Leveraging the Importance of Social Networks for LGBTQ+ Populations
Elliot Tebbe, PhD, LP, is a psychologist who came on board as an assistant professor at the School of Nursing in the Fall of 2020. His research primarily centers on LGBTQ+ population mental health and disparities, particularly among the trans and gender diverse communities, or TGD. Lack of experience and training are still causing far too many negative interactions for patients, he says, even from well-meaning providers. As such, many patients rely more on crowdsourcing their social networks than on healthcare systems.
“I’m a queer and trans person myself and honestly, I don’t know that I trust my provider as much as I do first asking a lot of other trans folks, then judging that against what my provider says,” Tebbe says.
“Because I’ve been told all kinds of weird stuff over time from providers who don’t know what they’re talking about, or haven’t had that experience, or they’re operating on what they learned 15 years ago.”
Tebbe hopes his research can support TGD communities in receiving reliable qualitative data while also changing the system to serve patients better. One of his current projects is a competitive grant to support his study called “TGD Social Networks and Health,” which examines TGD communities in southern Wisconsin. He’s also conducting a qualitative study around sexual health among individuals in urban Midwest centers, as much of the existing research has been limited to the coasts.
In addition, he has received a two-year grant from the Office of the Vice Chancellor for Research and Graduate Education’s (OVCRGE) Understanding and Reducing Inequities Initiative with co-investigator Stephanie Budge, associate professor in the Department of Counseling Psychology in the UW–Madison School of Education, to support their pilot e-therapy trial addressing healing and stigma in transgender and nonbinary populations.
The grant allows them to recruit and train 10 Black, brown, Indigenous, trans, or nonbinary therapists to provide free counseling to patients who reflect these same identities. Sessions are recorded and data is collected along the way with a goal of addressing internalized stigma and the intersections of racism and transphobia.
“Don’t discount the power of that individual connection.
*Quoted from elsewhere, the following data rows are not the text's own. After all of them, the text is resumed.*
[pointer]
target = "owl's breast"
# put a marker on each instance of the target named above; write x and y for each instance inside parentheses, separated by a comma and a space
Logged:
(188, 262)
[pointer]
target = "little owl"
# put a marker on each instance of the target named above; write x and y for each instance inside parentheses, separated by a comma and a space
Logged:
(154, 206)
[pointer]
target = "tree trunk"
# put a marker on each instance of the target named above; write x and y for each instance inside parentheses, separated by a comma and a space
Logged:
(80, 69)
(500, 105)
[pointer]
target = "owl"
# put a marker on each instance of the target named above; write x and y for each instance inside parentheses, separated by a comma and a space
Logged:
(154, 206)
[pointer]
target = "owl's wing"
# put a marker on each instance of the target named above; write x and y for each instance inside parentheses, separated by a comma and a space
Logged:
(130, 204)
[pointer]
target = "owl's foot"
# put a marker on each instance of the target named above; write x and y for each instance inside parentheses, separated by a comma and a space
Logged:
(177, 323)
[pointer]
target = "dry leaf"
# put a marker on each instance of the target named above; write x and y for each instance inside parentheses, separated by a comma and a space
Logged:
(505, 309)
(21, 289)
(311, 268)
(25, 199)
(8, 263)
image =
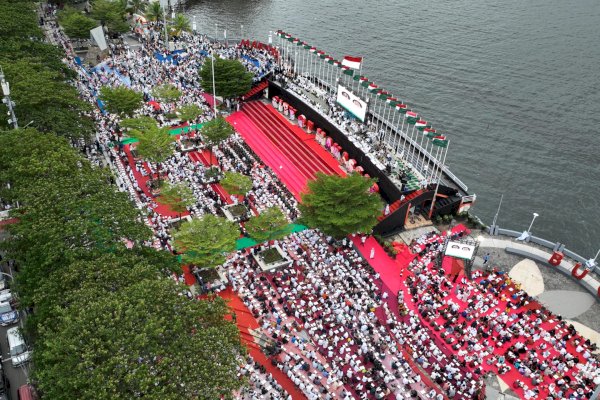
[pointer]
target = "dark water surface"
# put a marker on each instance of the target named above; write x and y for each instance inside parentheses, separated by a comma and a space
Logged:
(514, 84)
Look for opportunities to advocate within the system. Educate other nurses. Educate other providers. Be fearless in trying to change the tenor of how trans folks are treated within clinic settings.” – Elliot Tebbe
All of this research, Tebbe says, is particularly relevant to nurses because they are typically a patient’s first interaction wherever they go. Although his work is focused on systems, he says he’s learned through his research that one positive interaction with a health care provider can make all the difference in the world for these patients.
“Don’t discount the power of that individual connection,” Tebbe says. “Look for opportunities to advocate within the system. Educate other nurses. Educate other providers. Be fearless in trying to change the tenor of how trans folks are treated within clinic settings.”